Navigation auf uzh.ch

Suche

LiRI - Linguistic Research Infrastructure

Upgrading the linguistic ORD-ecosystem - UpLORD

Description

UpLORD is a swissuniversities ORD-funded 2-year project (2023-2024) hosted by the University of Zurich, with the support of the Zurich University Library and the CLARIN-CH Consortium. Since 2018, a consortium of partners has been working on building a national ecosystem of infrastructures, which covers the whole linguistic data lifecycle according to ORD requirements (FAIR principles: Findable, Accessible, Interoperable, Reusable) from data generating, processing and analyzing to data sharing and archiving. This ecosystem includes the national technology platform LiRI and the national repository for publishing and archiving linguistic data (SWISSUbase) as service providers, a database of Swiss media texts and a platform for hosting of and searching in large text and audio/video corpora. 
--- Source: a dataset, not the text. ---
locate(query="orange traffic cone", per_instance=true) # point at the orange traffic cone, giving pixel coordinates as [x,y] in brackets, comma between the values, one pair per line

The project focuses on upgrading workflows and interoperability of existing infrastructure services, establishing working groups on the national level, documenting and promoting best practices, raising awareness and training about ORD practices in the context of teaching, research and publishing, and building a robust practice of data curation. In the long-term, this project will significantly contribute to a strong foundation for a sustainable ORD strategy for linguistic data in Switzerland.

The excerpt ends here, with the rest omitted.